The technique was initially carried out by Advanced Cell Technology scientists under the direction of Dr. Robert Lanza and then independently replicated by scientists on the West Coast.
"This is a working technology that exists here and now," said Lanza, who is chief scientific officer at Advanced Cell Technology and senior author of the paper. "It could be used to increase the number of stem cell lines available to federal researchers immediately. We could send these cells out to researchers tomorrow."
Stem cells are created in the first days after conception and are collected from leftover frozen embryos that result from in vitro fertilization at fertility clinics; traditionally, the embryos have been destroyed in the collection process.
Because they can differentiate into virtually any cell in the body, embryonic stem cells are thought to hold the potential to alleviate many degenerative diseases while avoiding rejection by the patient's immune system.
Under current legislation, however, federally funded scientists can conduct research on embryonic stem cells only if the cells were derived before 9 p.m. on Aug. 9, 2001. The result is that there have been very few lines to work with.
The ethics of using human embryonic stem cells has also been hotly debated. President Bush has repeatedly vetoed legislation aimed at easing stem cell restrictions, advocating the use of adult stem cells instead. Scientists, however, have argued that adult stem cells don't have nearly the same potential.
Because it doesn't destroy the embryos, the new technique may stand a better chance of achieving federal and mainstream acceptance.
"This new approach addresses President Bush's ethical concerns," said William M. Caldwell IV, chairman and CEO of Advanced Cell Technology. "We are hopeful that the National Institutes of Health will consider this new approach for federal funding. We believe that such consideration reflects the desire of the American people to bring therapies derived from stem cell research to patients with few or no alternatives."
Indeed, "the president has the ability to release these today, if he wants to," Lanza told TechNewsWorld. "My hope is that he'll realize that this works and can help save lives."
With the new technology, the number of stem cell lines available for researchers could be doubled or even tripled in just a few months, Lanza said.

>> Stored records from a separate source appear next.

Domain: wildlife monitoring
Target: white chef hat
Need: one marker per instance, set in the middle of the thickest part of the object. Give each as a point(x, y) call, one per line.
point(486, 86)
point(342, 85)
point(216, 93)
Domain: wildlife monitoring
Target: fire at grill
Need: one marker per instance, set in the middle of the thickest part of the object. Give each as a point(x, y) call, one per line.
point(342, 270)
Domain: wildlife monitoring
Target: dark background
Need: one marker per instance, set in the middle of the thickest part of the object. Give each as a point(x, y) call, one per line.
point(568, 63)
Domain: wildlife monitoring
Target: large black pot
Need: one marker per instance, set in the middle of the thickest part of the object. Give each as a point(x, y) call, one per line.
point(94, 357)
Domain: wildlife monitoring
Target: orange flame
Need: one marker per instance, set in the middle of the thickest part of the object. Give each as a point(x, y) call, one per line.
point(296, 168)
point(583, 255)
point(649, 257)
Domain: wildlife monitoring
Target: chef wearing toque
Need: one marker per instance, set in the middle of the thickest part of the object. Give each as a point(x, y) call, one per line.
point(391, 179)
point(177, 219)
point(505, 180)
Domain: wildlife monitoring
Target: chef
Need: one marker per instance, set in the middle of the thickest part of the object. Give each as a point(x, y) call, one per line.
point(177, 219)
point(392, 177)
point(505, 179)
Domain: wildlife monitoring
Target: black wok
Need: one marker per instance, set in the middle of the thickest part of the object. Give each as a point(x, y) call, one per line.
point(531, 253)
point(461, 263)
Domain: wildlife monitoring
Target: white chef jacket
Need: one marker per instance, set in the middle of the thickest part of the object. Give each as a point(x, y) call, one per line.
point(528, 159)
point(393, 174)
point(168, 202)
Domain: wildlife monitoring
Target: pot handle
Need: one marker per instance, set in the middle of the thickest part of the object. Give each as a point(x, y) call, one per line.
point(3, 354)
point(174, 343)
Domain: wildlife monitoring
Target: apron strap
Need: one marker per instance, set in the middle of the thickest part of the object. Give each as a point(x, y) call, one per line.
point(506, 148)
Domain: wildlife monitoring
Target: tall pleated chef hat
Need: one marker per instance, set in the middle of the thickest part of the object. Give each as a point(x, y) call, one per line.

'A Greater Level of Comfort'
By addressing many of the ethical questions associated with stem cell research, the new technique could also make deep-pocketed pharmaceutical companies more willing to fund the resulting clinical trials, he added, which are a critical step on the road to new treatments.
"Clinical trials are very expensive, costing over (US)$100 million a year," Lanza explained. "Pharmaceutical companies are among the only ones who could fund them, but they've been reluctant to step into this controversial area. This could create a much greater level of comfort."
Whether, in fact, that greater comfort level will be achieved, however, is still far from clear.
No Harm Done?
"They didn't destroy most of the embryos, but some didn't go on and grow," David Prentice, senior fellow for life sciences at the Family Research Council, told TechNewsWorld. "Just because the embryos went on and divided a few more times doesn't mean there wasn't any harm done to them."
In fact, "several recent reports indicate that in PGD there is some harm done to the embryo," he pointed out.
In order to prove that no harm was done, the embryos would have to be implanted and allowed to develop until birth -- a step few would be willing to take given the many associated ethical questions, Prentice noted.
Meanwhile, under the Dickey Amendment, federal funding would require not just that the embryos not be destroyed, but also that they not be subjected to the risk of harm or injury, he noted. "This definitely doesn't meet that," Prentice said.
"These guys think they have a breakthrough, but it's not really one because they're still using some kinds of parts of the embryo," Joe Scheidler, national director of the Pro-Life Action League, told TechNewsWorld. "It's still human experimentation, and that still bothers me."
The research shows that scientists are "trying" to come up with alternatives, but "I'm still not happy with it," Scheidler concluded. "Experimenting on a person without their consent is not acceptable. I think it's still dangerous."